In recent decades, advancements in cancer therapies have led to increased survival rates worldwide. As a result, an increasing number of cancer patients of reproductive age are surviving the disease. Yet, various sequelae related to the use of cytotoxic chemotherapeutic regimens have been observed in this population, with premature ovarian failure(POF) being a common side effect of such treatments.
Cyclophosphamide is a chemotherapeutic drug that is widely used in the treatment of multiple cancers [Calabresi, P., and Parks, R 1980], including breast cancer [Koyama, H et al. 1977],, Hodgkin’s disease, acute lymphoblastic leukemia[Sirus, E. S. et al. 1976, Himmelstein-Braw et al. R.1978], and Burkitt’s lymphoma[Fosdick, W. M.et al, 1968]. Moreover, it can be used for the treatment of connective tissue disorders and autoimmune diseases. However, cyclophosphamide has detrimental effects on the gonads in male and female patients [Fairley KF et al. 1968, Sobrinho LG et al. 1972]. Thus, patients who need to undergo chemotherapy should be counseled regarding their fertility preservation options.

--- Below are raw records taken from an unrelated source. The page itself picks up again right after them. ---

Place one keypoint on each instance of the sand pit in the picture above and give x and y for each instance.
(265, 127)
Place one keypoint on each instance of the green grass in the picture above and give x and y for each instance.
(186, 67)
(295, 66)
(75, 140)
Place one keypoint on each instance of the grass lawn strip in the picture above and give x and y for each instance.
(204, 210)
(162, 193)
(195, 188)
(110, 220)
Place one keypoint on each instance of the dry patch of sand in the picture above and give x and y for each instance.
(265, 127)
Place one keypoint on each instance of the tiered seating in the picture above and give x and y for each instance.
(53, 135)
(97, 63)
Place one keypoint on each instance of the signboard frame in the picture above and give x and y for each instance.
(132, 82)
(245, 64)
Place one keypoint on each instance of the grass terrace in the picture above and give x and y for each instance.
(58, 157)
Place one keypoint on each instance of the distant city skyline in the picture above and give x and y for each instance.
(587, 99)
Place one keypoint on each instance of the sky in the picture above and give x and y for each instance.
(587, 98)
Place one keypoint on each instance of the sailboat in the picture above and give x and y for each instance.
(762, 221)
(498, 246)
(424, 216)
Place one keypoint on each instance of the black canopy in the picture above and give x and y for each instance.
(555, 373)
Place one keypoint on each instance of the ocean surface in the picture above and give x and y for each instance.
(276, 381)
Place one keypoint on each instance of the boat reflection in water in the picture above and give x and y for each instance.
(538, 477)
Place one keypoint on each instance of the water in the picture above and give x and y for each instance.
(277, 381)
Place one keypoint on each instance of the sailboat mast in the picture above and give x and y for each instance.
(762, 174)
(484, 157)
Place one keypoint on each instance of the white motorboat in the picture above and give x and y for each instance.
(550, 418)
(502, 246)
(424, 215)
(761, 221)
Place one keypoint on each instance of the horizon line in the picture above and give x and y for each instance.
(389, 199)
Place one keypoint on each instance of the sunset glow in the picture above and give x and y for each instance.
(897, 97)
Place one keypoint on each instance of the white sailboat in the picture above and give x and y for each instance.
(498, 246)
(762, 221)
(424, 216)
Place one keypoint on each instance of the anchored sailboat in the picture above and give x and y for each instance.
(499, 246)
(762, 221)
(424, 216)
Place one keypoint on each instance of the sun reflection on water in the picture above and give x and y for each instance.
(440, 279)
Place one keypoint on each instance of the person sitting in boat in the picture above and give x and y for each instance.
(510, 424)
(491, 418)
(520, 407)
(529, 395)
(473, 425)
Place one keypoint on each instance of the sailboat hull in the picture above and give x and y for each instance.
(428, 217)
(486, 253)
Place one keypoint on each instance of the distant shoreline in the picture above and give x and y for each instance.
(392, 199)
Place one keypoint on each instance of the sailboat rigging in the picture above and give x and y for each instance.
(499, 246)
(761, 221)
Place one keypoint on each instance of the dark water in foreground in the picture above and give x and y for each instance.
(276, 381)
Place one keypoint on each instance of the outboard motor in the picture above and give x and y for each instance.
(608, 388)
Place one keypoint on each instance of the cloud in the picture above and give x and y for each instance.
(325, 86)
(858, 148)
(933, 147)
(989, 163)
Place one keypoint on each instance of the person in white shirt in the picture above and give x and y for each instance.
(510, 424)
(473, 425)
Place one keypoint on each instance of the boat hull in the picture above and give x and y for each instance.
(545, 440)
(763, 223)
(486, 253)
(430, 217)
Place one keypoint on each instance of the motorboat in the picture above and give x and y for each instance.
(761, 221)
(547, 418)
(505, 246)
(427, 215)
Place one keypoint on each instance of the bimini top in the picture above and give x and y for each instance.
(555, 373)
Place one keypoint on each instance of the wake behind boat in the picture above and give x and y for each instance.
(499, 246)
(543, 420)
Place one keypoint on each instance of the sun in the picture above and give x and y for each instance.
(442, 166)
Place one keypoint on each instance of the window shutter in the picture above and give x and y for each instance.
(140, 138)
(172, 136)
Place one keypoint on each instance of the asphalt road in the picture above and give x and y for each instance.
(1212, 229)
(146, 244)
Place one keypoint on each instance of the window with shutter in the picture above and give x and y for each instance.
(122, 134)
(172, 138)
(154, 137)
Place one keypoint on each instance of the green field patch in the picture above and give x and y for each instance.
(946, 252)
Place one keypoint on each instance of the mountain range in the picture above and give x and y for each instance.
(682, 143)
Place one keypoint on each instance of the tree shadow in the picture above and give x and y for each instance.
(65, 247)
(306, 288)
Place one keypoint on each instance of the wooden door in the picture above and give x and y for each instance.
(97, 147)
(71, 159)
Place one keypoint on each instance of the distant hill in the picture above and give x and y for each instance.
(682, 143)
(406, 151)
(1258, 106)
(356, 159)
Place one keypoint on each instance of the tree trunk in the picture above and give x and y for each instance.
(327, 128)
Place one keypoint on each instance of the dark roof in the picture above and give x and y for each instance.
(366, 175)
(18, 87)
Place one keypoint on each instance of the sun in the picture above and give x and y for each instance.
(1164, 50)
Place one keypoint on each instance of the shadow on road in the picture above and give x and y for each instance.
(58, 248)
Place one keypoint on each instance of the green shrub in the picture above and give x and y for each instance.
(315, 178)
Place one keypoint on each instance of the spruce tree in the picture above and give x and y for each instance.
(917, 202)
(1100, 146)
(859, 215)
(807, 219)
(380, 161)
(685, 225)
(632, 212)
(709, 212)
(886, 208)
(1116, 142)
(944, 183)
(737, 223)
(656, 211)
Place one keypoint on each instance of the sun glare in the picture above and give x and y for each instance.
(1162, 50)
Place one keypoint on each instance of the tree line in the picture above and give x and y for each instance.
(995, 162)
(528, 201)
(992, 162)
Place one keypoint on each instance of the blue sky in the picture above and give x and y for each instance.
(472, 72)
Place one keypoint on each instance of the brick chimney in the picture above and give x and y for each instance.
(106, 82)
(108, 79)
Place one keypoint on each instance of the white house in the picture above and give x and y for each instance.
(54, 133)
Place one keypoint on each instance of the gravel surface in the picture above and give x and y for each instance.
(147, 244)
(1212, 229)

The gonad protective effects of various agents, including GnRH analogs, recombinant anti-Müllerian hormone (AMH) [Roness H et al. 2019,Sonigo C et al,2019], progesterone [Ozdamar S et al,2019], antioxidants [Unal F et al.2016, Melekoglu R et al, 2018], and antiapoptotic molecules such as sphingomyelin metabolites (e.g., sphingosine-I-phosphate, ceramide-I-phosphate) [Morita Y et al. 2000, Pascuali N et al.2018] have previously been investigated. However, there is no solid evidence concerning the benefits of co-treatment with GnRH analogs and chemotherapy agents [Blumenfeld Z et al. 1996, Imai A et al. 2007] in relation to fertility preservation[Oktay K et al. 2018, Fertility preservation in patients undergoing gonadotoxic therapy or gonadectomy: a committee opinion,2019, Fertility preservation and reproduction in patients facing gonadotoxic therapies: an Ethics Committee opinion,2018, Elgindy EA et al.2013, Gerber B. et al. 2011, .Munster PN MA et al. 2012, Elgindy E et al. 2015, Bedaiwy MA et al. 2011]. To date, oocyte or embryo cryopreservation options have been considered the most reliable treatments for preserving fertility, although the need for such treatments could delay the start of anti-cancer treatments.
It has been shown that cyclophosphamide could cause ovarian damage by increasing the levels of free oxygen radicals such as tissue malondialdehyde (MDA) and decreasing the levels of anti-oxidant enzymes such as superoxide dismutase (SOD), thereby causing lipid peroxidation and, consequently, cell death [Yener et al. 2013]. In addition, two primary active metabolites of cyclophosphamide, namely phosphoramide mustard and acrolein, are known to be potent cytotoxic molecules that can be eliminated by another anti-oxidant, glutathione (GSH) [ Lopez et al.2004]. In light of this, an agent with antioxidative properties could serve to protect the ovaries from cyclophosphamide-related gonadotoxicity.
Mesna (2-mercaptoethane sodium sulfonate) is an anti-oxidant drug that is used to prevent cyclophosphamide- and ifosfamide-related urotoxicity [Haselberger MB et al. 1995]. It binds the cytotoxic metabolites of cyclophosphamide and exerts protective effects on the bladder and intestinal mucosa [Ypsilantis P et al.2004, Rybak LP et al. 2007]. Mesna has also been shown to protect the ovaries following cisplatin treatment [Yeh J et al 2008, Li X. et al 2013]. Yet, although mesna has been reported to be a protective agent, it has not previously been assessed in relation to cyclophosphamide, despite it being one of the most commonly used chemotherapeutic and cytotoxic agents in women of reproductive age [Haselberger MB, Schwinghammer TL.1995, Ypsilantis P et al. 2004, Rybak LP et al. 2007, Yeh J et al. 2008, Li X et al.2013] .
The present study sought to investigate the protective effect of mesna on the ovarian reserve of women being treated with cyclophosphamide.